Putin’s remarks added to anti-American rhetoric after a senior member of his ruling United Russia party said on Tuesday that new U.S. ambassador to Russia, Michael McFaul, is trying to fuel revolution by meeting opposition leaders.

Efforts to improve relations with the United States under the so-called “reset”’ policy of President Barack Obama were spearheaded by Russian President Dmitry Medvedev, who agreed in September to make way for Putin’s return in March 4 elections. Medvedev forecast that the disagreement between Russia and the U.S. over American plans to stationmissile-defense facilities in Europe would continue to bedevil relations and get much worse from 2018 to 2020.
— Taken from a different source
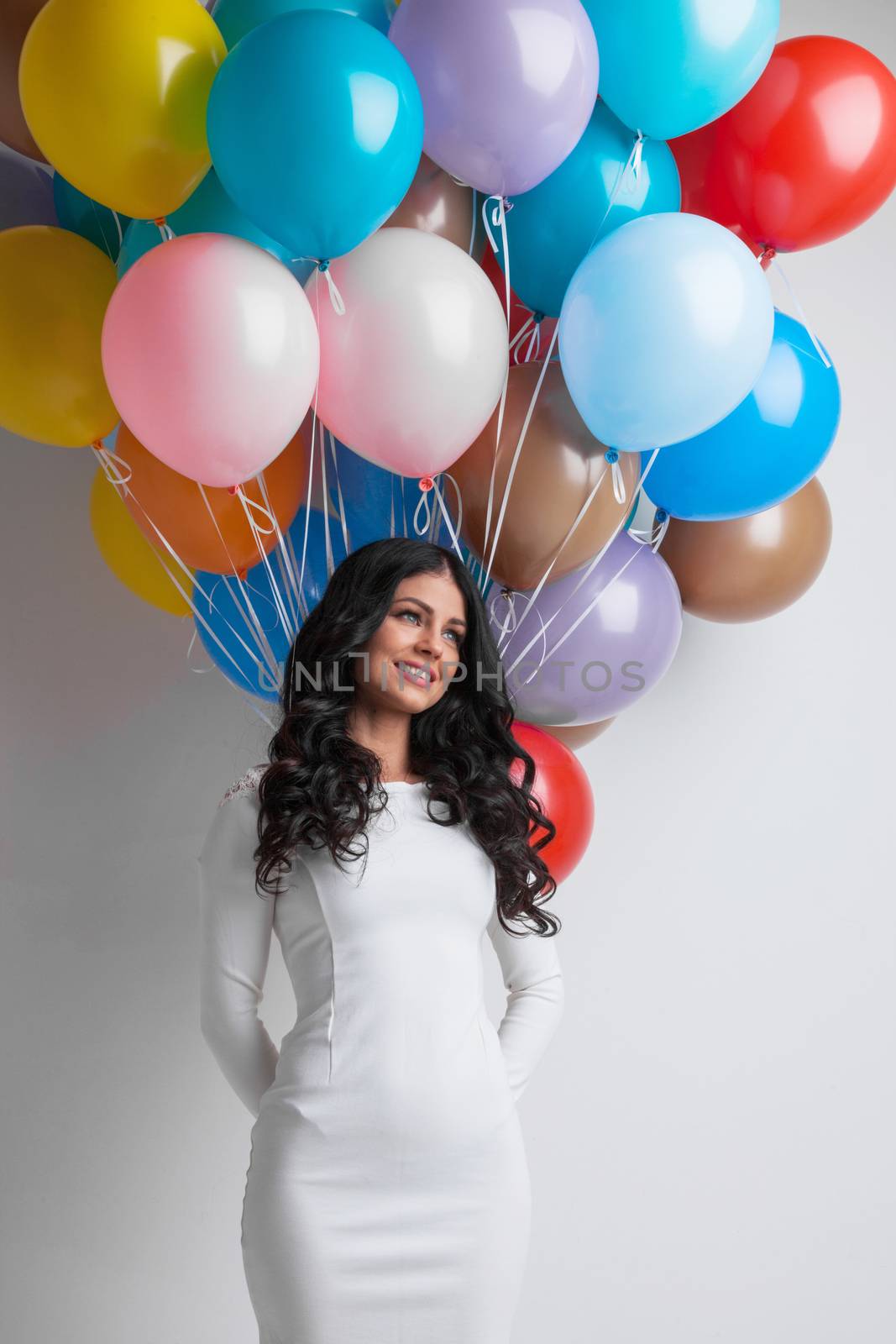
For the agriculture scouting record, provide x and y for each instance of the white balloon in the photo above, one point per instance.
(412, 370)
“’Medvedev’s departure is significant to the extent that Putin has a specific attitude to American leaders: he doesn’t trust them,” Fyodor Lukyanov, an analyst at the Council on Foreign and Defence Policy in Moscow, said by phone. “The atmosphere will be less constructive.”

Russian-US relations suffered a setback last year when the two nations disagreed over the NATO military campaign that led to the overthrow of Libya’s Moammar Qadhafi and U.S.-led attempts to censure Syria at the United Nations for its crackdown on anti-government unrest, which Russia says is part of another attempt at regime change.
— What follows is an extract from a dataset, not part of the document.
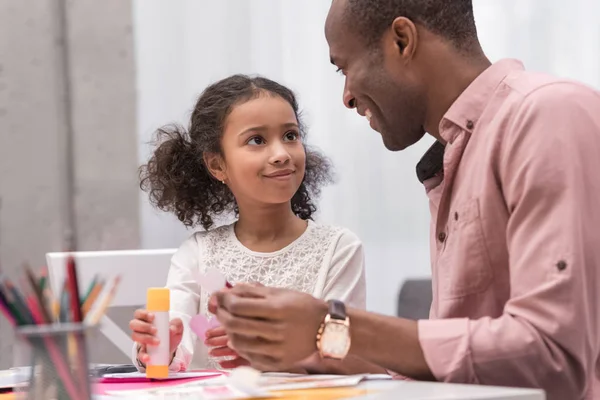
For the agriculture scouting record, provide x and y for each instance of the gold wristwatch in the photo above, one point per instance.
(333, 337)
While the Obama administration has pledged to repeal the Jackson-Vanik amendment, a Cold War-era law that barred favorable trade relations with the communist Soviet Union, American lawmakers have questioned annulling the measure and easing trade with Russia.

The administration aims to repeal the legislation this spring, McFaul said on the radio station Ekho Moskvy.

The U.S. and its allies say the missile-defense system is meant to protect against threats from outside Europe, such as Iran. Russia says the shield will blunt its nuclear capability and wants the North Atlantic Treaty Organisation and the U.S. to sign a binding treaty stating the system is not aimed at their defenses, something the Obama administration has refused to do.

Missile defense is “linked to the US desire to strengthen its position as the leader of the Western world,” Putin said. “That’s why they don’t want to cooperate on an equal basis, either with the Europeans or us.”

McFaul, who hosted Russian opposition activists at the U.S. embassy last week, said Obama sent him to Russia to pursue the “reset” policy, rejecting as “nonsense” the accusations that he’s trying to interfere in Russian domestic politics.

“The point of the reset isn’t to prepare a revolution,” McFaul said in an interview with the Kommersant newspaper published on Wednesday.

Russian opposition groups, who accuse Putin’s party of inflating its vote in December’s parliamentary elections to about 50 per cent from 30 per cent, plan their next major protest on Feb 4, a month before the presidential vote.

McFaul, a former professor at Stanford University who was the top White House adviser on Russian affairs before taking up his current post, was pilloried last week on Russian state television as aiming to export revolution.

“We want to understand if we are dealing with a new concept of an ambassador’s role,” said Alexei Pushkov, head of the Russian lower house of parliament’s foreign affairs committee. “Is he an ambassador to the Russian Federation or in part head of a non-commercial organisation promoting democracy?” Pushkov said.

A non-career diplomat, McFaul has been using Twitter and Livejournal to get out his message, and posted links to the blog of opposition leader Alexei Navalny.

“There obviously is a risk: the Russians can be pretty rough on ambassadors they disapprove of, as I know,” said Tony Brenton, British ambassador to Russia from 2004 to 2008, who was hounded by pro-Kremlin youth activists after attending an opposition conference.

“We and the U.S. have to be very careful,” Brenton said in a phone interview. “We can’t be backing the opposition because that would have counterproductive effects, but what we can legitimately do is insist that Russia observes its international commitments to run honest and fair elections, to allow freedom of the press and freedom of opposition.”

Putin, who was president from 2000-2008, before handing over to Medvedev for four years after serving the maximum two consecutive terms permitted by the constitution, needs to win more than half the vote for a first-round victory.

“The primary concern of the Russian elite is control of the political process,” said Techau. “Now they’re losing control of the political system and this kind of anti-US reaction shows just how nervous the Russian elite has become.”